By Caitlin Evans and Thomas Caldow
The Booker Prize has been awarding grand monetary prizes and honourable literary prestige to great writers since its founding in 1969. It rose in popularity and reputation to soon become the most anticipated and followed literature award each year. However, it wasn’t until last year, its most diverse year yet, that the Booker Prize began receiving praise for its diversity.
Whilst this was a great success, the celebration and strive for a reflectively diverse society doesn’t end with one instance of improvement. A key element in propelling true social change is the lifting up of those people who are helping to create a more diverse literary scene. We must explore them in personal depth, and not skim over their individual success by using the umbrella of diversity.
This is why we have decided to focus on Nadifa Mohamed’s achievements in the 2021 Booker Prize line-up. With her novel The Fortune Men, Mohamed has succeeded in becoming the first Somali-British novelist to reach the Booker Prize shortlist. In fact, she is also the only British writer among the shortlist of South African, Sri Lankan and US writers, beating the other four Brits on the longlist.
Mohamed was born in Somaliland, an autonomous region of northern Somalia, in 1981. She lived her early childhood there with her working parents before they moved to London in 1986 as a result of the Somalian Civil War. She has lived in London ever since, and this presented her with numerous academic opportunities that she seized wholeheartedly, going on to study history and politics at Oxford University.
However, her family ties remained a strong driving force throughout her life and career. Indeed, her first novel was inspired by her father's life in Yemen during the colonial period of 1930s-1940s. The novel, titled Black Mamba Boy, began as a desire to learn about her own roots and escalated naturally into a wider story of colonial history. Her second novel, The Orchard of the Lost Souls, followed the same passion for cultural history and is set in Somalia, on the cusp of the civil war that changed the course of her family’s life forever.
The Booker Prize is not Mohamed’s first experience with the literary awards scene. Alongside a host of nominations, Mohamed has won the Betty Trask Prize (2010, Black Mamba Boy), the Granta Best Young British Novelist award (2013), and the Somerset Maugham Award (2014, The Orchard of Lost Souls). Such acclaim and success led to much anticipation for her next novel, The Fortune Men, and it did not disappoint.
Published by Viking, an imprint of Penguin Random House, the novel is set in Tiger Bay, Cardiff, home to a melting pot of cultures, ethnicities and, crucially, Mahmood Mattan, the novel's main character.

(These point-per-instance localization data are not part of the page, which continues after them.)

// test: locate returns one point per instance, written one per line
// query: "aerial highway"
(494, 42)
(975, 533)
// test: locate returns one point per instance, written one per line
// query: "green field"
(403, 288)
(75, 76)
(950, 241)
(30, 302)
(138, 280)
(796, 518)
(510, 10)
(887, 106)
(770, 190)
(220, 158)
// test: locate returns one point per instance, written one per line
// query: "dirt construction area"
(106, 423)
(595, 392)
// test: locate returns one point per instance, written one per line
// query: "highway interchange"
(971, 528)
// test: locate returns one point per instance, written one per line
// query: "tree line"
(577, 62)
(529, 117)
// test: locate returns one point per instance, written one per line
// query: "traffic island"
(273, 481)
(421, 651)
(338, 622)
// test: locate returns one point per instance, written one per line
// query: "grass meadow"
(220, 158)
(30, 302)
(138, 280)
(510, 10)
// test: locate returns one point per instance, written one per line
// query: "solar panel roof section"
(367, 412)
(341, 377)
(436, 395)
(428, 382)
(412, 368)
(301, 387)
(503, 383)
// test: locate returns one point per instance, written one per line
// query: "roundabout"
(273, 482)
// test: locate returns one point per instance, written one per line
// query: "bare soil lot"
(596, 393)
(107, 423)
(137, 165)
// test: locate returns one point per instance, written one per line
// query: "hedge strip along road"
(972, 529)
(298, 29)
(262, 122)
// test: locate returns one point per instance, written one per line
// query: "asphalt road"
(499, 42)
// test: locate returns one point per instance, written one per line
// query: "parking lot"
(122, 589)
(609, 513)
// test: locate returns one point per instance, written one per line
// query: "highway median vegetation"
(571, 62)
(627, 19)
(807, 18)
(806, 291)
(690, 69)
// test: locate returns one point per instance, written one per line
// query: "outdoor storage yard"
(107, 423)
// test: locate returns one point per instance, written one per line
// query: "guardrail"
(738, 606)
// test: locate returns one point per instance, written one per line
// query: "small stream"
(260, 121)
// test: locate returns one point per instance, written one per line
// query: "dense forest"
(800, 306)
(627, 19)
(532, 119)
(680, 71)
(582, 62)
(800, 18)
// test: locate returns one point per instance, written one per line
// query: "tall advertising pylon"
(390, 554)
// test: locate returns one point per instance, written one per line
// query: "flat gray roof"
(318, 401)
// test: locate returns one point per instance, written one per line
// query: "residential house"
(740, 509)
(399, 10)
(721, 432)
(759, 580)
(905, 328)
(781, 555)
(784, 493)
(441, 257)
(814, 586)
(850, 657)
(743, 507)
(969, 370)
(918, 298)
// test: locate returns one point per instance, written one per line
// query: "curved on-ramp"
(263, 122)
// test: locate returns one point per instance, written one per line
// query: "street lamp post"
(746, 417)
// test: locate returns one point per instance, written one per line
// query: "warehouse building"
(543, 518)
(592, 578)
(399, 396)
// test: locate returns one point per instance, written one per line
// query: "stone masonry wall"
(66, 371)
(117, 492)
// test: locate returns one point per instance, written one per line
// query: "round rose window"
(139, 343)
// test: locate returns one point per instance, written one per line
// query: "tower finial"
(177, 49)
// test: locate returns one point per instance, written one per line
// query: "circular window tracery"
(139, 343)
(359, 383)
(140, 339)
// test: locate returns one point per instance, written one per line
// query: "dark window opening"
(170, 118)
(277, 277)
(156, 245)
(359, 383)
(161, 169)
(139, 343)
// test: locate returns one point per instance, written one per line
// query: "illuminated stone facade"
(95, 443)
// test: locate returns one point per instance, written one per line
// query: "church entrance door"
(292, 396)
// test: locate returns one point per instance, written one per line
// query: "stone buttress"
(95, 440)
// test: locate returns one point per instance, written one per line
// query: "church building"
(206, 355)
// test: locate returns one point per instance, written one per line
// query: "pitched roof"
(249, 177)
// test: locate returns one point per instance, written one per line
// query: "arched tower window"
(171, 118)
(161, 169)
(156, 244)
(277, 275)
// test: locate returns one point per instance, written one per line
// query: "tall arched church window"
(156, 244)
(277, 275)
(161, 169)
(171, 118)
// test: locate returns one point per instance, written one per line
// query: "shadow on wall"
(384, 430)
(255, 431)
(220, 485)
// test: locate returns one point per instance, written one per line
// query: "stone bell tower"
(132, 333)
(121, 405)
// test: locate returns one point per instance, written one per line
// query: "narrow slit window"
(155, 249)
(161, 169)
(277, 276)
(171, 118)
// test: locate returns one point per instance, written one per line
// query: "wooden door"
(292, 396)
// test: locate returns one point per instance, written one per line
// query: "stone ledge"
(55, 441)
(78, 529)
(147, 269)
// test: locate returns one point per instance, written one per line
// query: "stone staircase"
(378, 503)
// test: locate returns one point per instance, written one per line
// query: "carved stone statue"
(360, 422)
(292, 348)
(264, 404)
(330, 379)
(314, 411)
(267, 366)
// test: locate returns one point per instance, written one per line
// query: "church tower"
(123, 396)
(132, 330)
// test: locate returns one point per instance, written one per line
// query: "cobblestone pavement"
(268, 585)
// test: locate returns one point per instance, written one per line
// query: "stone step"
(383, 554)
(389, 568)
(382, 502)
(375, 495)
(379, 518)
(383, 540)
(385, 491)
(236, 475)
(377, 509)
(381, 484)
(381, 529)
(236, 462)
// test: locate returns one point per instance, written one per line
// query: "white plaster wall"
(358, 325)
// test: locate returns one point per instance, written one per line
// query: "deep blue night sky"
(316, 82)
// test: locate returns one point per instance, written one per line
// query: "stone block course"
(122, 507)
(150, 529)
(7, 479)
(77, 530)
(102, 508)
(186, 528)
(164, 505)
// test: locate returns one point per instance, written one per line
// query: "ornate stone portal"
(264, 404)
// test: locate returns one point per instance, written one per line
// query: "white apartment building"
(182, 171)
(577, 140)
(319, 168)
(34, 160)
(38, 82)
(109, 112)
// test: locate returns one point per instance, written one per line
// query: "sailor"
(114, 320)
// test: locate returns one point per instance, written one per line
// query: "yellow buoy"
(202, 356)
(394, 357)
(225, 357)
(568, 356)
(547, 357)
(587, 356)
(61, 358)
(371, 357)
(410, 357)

Like Tiger Bay itself, Mahmood is a mix of traits and identities: a loving father and boastful gambler, a firebrand revolutionary in one moment, a petty thief the next. What he is not, and this he believes is obvious, is a killer. Yet, when the day-to-day life of the community is shattered by the brutal murder of a local shopkeeper, the rest of Tiger Bay is not so sure.
Mohamed's novel is not a work of pure fiction. Instead, The Fortune Men tells the true story of a real man named Mahmood Mattan and what befell him. Mohamed offers us a compassionate and unflinching vision of the cruelty and injustice of a system that preys upon the Black man, and asks us to see Mahmood Mattan not as simply an afterthought of history, but as a living, breathing man.

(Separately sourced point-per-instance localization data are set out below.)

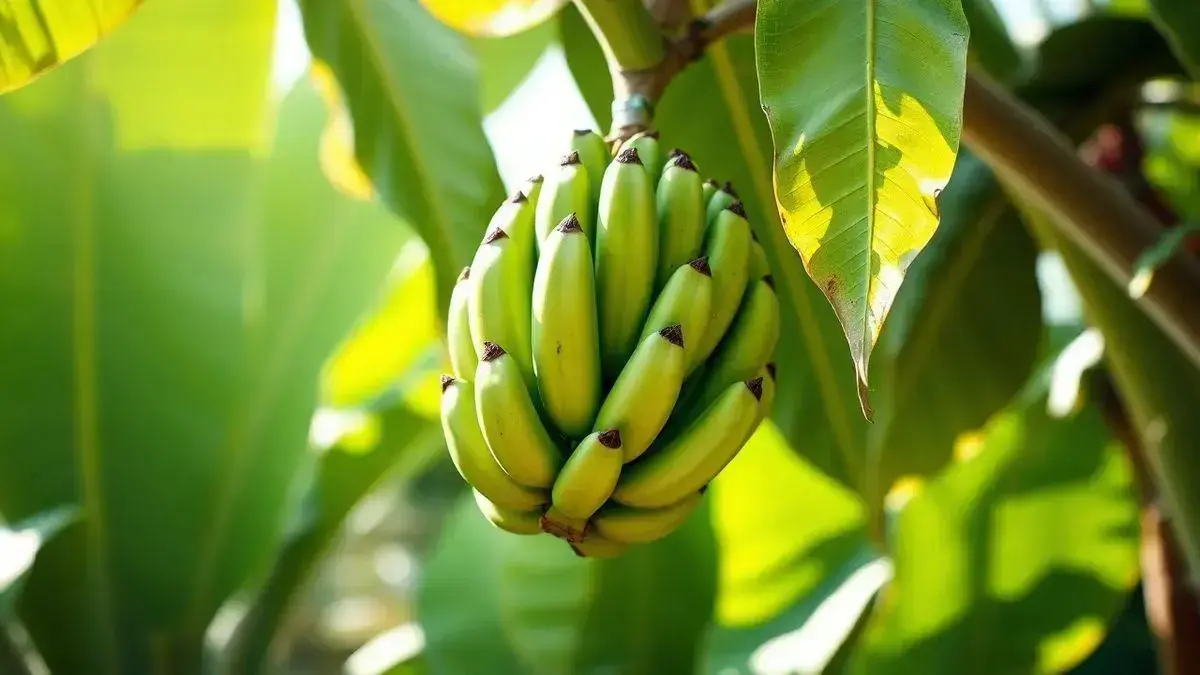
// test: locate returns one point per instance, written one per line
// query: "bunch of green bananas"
(610, 345)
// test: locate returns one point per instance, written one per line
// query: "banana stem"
(625, 31)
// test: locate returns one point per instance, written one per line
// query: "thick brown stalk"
(1093, 210)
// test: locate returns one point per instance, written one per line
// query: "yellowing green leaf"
(495, 18)
(864, 101)
(37, 35)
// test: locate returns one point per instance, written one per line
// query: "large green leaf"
(1015, 559)
(412, 90)
(964, 334)
(990, 45)
(177, 300)
(505, 604)
(789, 539)
(18, 550)
(495, 18)
(865, 107)
(1177, 21)
(39, 35)
(1157, 383)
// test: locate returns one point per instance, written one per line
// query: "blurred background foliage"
(227, 236)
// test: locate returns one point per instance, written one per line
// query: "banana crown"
(618, 341)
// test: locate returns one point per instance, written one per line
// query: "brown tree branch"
(1091, 209)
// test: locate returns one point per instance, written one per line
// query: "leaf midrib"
(827, 381)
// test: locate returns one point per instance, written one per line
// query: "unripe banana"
(688, 463)
(463, 358)
(589, 475)
(687, 300)
(629, 525)
(721, 199)
(501, 281)
(749, 345)
(509, 422)
(759, 264)
(598, 548)
(595, 156)
(515, 521)
(469, 453)
(532, 189)
(647, 145)
(558, 524)
(625, 258)
(729, 249)
(565, 336)
(567, 192)
(681, 211)
(646, 392)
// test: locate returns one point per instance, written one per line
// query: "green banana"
(599, 548)
(687, 300)
(689, 461)
(501, 293)
(646, 392)
(589, 475)
(510, 423)
(594, 154)
(469, 453)
(629, 525)
(647, 145)
(463, 358)
(759, 267)
(558, 524)
(515, 521)
(567, 192)
(565, 336)
(532, 189)
(749, 344)
(721, 199)
(727, 244)
(625, 258)
(681, 216)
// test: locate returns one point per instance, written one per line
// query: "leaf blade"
(858, 162)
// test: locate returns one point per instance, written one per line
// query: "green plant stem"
(1093, 210)
(627, 33)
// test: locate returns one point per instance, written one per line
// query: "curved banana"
(749, 344)
(688, 463)
(463, 358)
(598, 547)
(589, 475)
(625, 258)
(729, 249)
(629, 525)
(595, 157)
(501, 292)
(721, 199)
(706, 191)
(558, 524)
(646, 392)
(515, 521)
(687, 300)
(509, 422)
(469, 453)
(759, 267)
(565, 335)
(647, 145)
(681, 211)
(567, 192)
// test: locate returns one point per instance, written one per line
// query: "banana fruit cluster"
(611, 345)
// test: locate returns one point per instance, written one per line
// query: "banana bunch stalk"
(611, 345)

The author Sathnam Sanghera describes The Fortune Men as “shining an essential light on a much-neglected period of our national life.” While this is undoubtedly the case, it is also clear that prizes such as the Booker Prize have the opportunity to help brighten this light.
It can only be hoped that the Booker Prize and others can take on this responsibility to continue sharing voices as vital, stirring and human as Nadifa Mohamed’s.

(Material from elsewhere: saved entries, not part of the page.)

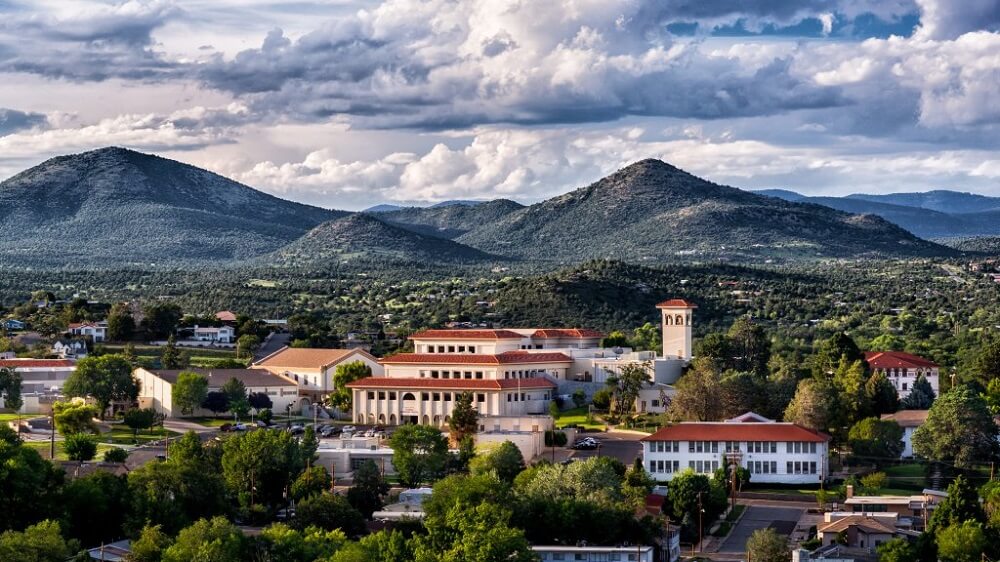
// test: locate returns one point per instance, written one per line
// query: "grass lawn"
(578, 417)
(122, 435)
(43, 448)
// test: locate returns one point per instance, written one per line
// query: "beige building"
(312, 369)
(156, 387)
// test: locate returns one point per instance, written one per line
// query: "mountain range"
(932, 214)
(114, 207)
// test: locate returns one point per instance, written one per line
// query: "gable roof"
(506, 358)
(218, 377)
(307, 358)
(897, 360)
(460, 334)
(456, 384)
(726, 431)
(676, 303)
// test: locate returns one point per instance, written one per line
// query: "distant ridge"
(113, 206)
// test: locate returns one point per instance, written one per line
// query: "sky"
(346, 104)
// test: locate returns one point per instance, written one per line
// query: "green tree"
(161, 320)
(875, 439)
(368, 489)
(420, 453)
(41, 542)
(345, 374)
(811, 405)
(260, 465)
(106, 379)
(312, 481)
(896, 550)
(698, 393)
(329, 511)
(171, 357)
(881, 394)
(150, 545)
(962, 542)
(189, 392)
(74, 416)
(215, 540)
(247, 345)
(121, 324)
(464, 418)
(921, 396)
(959, 429)
(766, 545)
(505, 460)
(139, 418)
(80, 447)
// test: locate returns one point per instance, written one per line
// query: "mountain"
(943, 201)
(111, 207)
(451, 221)
(651, 210)
(362, 236)
(925, 222)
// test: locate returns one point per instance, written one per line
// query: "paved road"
(781, 519)
(272, 343)
(622, 446)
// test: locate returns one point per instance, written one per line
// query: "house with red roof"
(903, 369)
(774, 452)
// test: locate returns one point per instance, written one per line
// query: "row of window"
(799, 447)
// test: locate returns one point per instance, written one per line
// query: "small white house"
(773, 452)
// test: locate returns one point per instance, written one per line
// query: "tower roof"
(676, 303)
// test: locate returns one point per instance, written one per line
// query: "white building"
(559, 553)
(773, 452)
(903, 369)
(312, 369)
(96, 331)
(909, 420)
(156, 387)
(211, 334)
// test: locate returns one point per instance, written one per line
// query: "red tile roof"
(897, 360)
(460, 384)
(467, 335)
(506, 358)
(723, 431)
(567, 333)
(35, 363)
(676, 303)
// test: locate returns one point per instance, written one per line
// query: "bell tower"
(676, 325)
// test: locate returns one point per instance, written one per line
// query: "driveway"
(620, 445)
(781, 519)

We will find out if Mohamed has won the Booker prize (and £50,000 award) on 3 November, 2021. A prize ceremony will take place at the BBC Radio Theatre, and the five other shortlisted authors (Patricia Lockwood, Damon Galgut, Richard Powers and Anuk Arudpragasam) will also be in attendance. In the meantime, you can get your hands on a copy of The Fortune Men to celebrate Mohamed’s success in becoming the first Somali-British writer to make the shortlist.